Brunetta: «Non si può creare occupazione se la crescita è sotto il 2% Si parta dalla flat tax»
Non è più «il momento della campagna elettorale, dei giochetti, degli imbrogli, delle chiacchiere, delle facce feroci e dei selfies. Il Paese ha diritto alla trasparenza, al buongoverno, alla correttezza. E noi saremo in Parlamento a pretendere testi, tabelle, relazioni tecniche, okay della Ragioneria sui provvedimenti di questo governo illegittimo moralmente e politicamente che rappresenta un salto nel buio». La premessa di Renato Brunetta, che del programma economico di FI è stato l’estensore e che si trova in Veneto a fare campagna elettorale per «il centrodestra unito, unica prospettiva per questo Paese», fa capire come gli azzurri non faranno sconti al nuovo esecutivo neanche sulle materie che pure «nei titoli» condividono. E questo perché «il diavolo è nei dettagli». E perché la scelta delle «priorità» nell’azione economica è «decisiva».
Di Maio ha detto che si partirà dal cambiamento della legge Fornero e del Jobs act. Giusto?
«E la flat tax dov’è? Non è polemica, è che solo partendo da lì si può far ripartire l’economia, grazie alle risorse che arriveranno. Se non c’è una base di credibilità, non si può fare tutto il resto».
Perché?
«Perché, lo ricordo agli apprendisti governanti, viviamo una fase calante della crescita già oggi, e il calo sarà più netto nel 2019. L’unico modo per contrastare il trend macroeconomico è un forte impegno per la crescita, attraverso la riduzione e la semplificazione fiscale. Su questo misureremo la serietà del governo e anche di Salvini».
Partire da una riforma del lavoro non aiuterebbe?
«No: con una crescita sotto il 2% è impossibile creare nuova occupazione, sarebbero inutili palliativi. Si parta dalla flat tax — noi avevamo detto che l’avremmo fatta con decreto già a giugno —, con aliquota al 23% e non con due al 15-20 che creano solo squilibri. La si finanzia con l’abolizione delle detrazioni, è pienamente realizzabile, come sa anche il mio amico Tria».
Ma intanto si può modificare la Fornero, con la «quota 100» come dice Di Maio?
«Il welfare pensionistico ha una regolazione estremamente delicata e complessa, non ammette semplificazioni. Attualmente siamo in equilibrio virtuoso dal punto di vista finanziario ma non da quello sociale. Nel nostro programma c’era l’intenzione di rivedere alcuni punti della riforma per garantire equità laddove si registravano effetti non sopportabili rispetto all’aumento dell’età pensionabile. Ma parlare di quota 100 è semplificazione da campagna elettorale, non è la realtà».
Non è sostenibile?
«Comporterebbe buchi di bilancio spaventosi e iniquità tra classi d’età e tra lavoratori precoci e non precoci. Basta con questa propaganda, cerchiamo di essere seri, lo dobbiamo al Paese».

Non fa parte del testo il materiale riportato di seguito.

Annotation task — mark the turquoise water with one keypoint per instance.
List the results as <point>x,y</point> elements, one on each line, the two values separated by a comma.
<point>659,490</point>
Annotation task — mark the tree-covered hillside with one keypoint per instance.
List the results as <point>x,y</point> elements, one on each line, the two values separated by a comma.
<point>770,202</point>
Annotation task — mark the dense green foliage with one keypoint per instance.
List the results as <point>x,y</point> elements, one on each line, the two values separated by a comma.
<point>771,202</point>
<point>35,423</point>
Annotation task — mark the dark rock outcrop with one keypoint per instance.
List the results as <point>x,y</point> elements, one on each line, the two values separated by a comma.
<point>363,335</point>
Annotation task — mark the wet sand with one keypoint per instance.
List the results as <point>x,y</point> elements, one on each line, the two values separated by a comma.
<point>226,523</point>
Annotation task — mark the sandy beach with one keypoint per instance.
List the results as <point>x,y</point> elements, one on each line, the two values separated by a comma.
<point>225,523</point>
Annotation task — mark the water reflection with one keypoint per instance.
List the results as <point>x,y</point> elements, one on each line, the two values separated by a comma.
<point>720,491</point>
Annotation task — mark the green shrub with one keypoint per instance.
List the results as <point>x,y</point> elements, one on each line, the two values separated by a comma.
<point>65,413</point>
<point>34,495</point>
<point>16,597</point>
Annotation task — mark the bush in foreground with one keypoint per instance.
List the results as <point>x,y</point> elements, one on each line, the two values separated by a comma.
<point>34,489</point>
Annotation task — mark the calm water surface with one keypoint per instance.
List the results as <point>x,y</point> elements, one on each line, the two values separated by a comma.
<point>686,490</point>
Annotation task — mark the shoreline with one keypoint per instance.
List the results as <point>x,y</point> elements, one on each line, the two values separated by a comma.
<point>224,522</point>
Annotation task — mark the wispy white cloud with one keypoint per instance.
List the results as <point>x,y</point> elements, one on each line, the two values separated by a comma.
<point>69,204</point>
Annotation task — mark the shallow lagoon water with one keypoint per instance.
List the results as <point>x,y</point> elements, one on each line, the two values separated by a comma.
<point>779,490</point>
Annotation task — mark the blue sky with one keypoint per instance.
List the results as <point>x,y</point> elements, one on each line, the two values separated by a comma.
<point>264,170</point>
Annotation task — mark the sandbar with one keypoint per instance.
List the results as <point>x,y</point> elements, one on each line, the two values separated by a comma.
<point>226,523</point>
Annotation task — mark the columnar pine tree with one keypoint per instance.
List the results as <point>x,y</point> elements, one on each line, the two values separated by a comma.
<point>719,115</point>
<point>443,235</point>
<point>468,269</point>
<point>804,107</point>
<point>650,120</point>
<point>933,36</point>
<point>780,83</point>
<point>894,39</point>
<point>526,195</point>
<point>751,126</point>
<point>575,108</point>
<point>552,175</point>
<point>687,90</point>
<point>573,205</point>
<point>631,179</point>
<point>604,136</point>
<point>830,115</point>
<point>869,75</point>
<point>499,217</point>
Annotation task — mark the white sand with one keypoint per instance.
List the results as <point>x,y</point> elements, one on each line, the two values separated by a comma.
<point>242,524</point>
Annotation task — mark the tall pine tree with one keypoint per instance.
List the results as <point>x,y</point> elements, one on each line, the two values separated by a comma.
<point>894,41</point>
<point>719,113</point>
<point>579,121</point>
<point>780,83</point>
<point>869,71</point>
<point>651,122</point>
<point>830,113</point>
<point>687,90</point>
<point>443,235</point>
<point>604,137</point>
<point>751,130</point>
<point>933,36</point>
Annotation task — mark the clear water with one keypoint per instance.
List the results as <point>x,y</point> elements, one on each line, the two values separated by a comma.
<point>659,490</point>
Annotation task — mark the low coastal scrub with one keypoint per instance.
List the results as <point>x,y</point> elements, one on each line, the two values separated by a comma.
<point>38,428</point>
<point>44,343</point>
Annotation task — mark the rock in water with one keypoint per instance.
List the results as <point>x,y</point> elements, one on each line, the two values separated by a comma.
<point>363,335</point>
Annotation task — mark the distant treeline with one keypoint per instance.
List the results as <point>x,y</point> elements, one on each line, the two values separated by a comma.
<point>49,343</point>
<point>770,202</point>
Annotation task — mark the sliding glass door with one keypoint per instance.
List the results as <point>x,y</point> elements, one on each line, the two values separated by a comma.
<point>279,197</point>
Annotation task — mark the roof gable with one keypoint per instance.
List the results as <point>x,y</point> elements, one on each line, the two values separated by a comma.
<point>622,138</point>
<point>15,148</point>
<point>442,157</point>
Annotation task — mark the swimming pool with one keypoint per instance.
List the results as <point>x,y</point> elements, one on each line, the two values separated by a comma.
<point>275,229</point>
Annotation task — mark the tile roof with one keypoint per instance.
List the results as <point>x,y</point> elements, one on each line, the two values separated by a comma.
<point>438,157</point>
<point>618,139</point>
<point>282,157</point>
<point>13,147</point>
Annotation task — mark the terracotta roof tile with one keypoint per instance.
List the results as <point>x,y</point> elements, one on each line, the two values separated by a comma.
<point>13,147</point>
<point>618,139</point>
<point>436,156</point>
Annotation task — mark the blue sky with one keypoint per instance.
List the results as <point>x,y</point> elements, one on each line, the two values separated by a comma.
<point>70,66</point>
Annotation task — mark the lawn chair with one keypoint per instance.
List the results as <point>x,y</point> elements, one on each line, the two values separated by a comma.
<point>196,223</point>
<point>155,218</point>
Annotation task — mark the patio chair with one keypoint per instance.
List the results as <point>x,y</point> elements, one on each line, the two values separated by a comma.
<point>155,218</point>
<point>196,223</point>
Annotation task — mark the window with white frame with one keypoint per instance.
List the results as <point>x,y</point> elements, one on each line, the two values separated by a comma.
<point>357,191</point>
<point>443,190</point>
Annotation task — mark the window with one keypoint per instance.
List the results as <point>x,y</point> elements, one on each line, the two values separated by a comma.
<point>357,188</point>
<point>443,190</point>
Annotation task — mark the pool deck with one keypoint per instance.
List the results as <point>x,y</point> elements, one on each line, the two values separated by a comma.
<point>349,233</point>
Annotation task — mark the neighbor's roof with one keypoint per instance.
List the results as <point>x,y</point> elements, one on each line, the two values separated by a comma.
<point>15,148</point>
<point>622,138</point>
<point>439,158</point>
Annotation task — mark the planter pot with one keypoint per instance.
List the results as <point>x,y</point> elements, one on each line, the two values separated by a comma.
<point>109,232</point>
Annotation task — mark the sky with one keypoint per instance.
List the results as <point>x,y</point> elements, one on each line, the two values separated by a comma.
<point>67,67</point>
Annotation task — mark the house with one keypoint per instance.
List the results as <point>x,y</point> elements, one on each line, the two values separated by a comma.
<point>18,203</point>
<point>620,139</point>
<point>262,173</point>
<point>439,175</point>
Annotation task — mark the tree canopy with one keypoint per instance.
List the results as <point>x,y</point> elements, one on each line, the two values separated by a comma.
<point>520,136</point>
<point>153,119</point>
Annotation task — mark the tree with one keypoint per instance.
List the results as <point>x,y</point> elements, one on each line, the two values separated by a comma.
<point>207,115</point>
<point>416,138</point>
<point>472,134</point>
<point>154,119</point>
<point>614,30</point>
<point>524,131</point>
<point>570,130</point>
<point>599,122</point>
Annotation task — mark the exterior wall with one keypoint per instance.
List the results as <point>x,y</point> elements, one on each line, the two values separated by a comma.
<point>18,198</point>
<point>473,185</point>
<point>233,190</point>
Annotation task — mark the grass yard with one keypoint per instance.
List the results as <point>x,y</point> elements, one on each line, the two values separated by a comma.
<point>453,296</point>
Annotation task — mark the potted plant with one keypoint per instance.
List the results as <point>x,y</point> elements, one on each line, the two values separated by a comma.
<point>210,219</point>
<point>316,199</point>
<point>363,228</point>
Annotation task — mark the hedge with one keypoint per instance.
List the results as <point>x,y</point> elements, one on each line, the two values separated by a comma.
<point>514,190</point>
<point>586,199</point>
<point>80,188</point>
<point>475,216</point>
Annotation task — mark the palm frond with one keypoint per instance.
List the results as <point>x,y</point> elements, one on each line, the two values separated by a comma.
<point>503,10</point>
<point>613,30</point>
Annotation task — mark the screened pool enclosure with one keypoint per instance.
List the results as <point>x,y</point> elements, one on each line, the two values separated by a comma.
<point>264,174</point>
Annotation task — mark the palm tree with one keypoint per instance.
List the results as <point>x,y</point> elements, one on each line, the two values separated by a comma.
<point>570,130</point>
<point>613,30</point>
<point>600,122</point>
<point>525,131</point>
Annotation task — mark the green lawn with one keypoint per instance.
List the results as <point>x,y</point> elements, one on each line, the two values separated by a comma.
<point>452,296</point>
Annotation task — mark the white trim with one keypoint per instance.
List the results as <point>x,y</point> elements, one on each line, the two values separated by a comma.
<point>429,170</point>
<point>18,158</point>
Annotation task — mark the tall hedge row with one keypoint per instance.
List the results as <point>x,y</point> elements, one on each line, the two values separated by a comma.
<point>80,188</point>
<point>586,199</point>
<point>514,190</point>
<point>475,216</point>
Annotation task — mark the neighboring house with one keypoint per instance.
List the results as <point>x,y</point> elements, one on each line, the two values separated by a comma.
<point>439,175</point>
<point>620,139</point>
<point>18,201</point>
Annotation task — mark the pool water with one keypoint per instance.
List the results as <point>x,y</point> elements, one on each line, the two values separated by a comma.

Il reddito di cittadinanza?
«Un reddito universale di cittadinanza avrebbe costi enormi, e se realizzato distruggerebbe il mercato del lavoro, scardinerebbe il welfare, aumenterebbe il lavoro nero. Altra cosa è far funzionare meglio l’indennità di disoccupazione e aumentare il reddito di inclusione».
Quindi hanno ragione mercati e ambienti internazionali a vedere un «caso Italia»? Nel 2011 le consideravate «ingerenze».
«Allora ci fu speculazione da parte della Deutsche Bank per fini politici, fu il cosiddetto “complotto”, e la Bce non aveva gli strumenti di intervento che ha ora. Oggi i mercati ci chiedono credibilità, sostenibilità che abbiamo il dovere di fornire. Il nostro no alla fiducia significa che vigileremo su tutto: non consentiremo di distruggere l’economia del nostro Paese».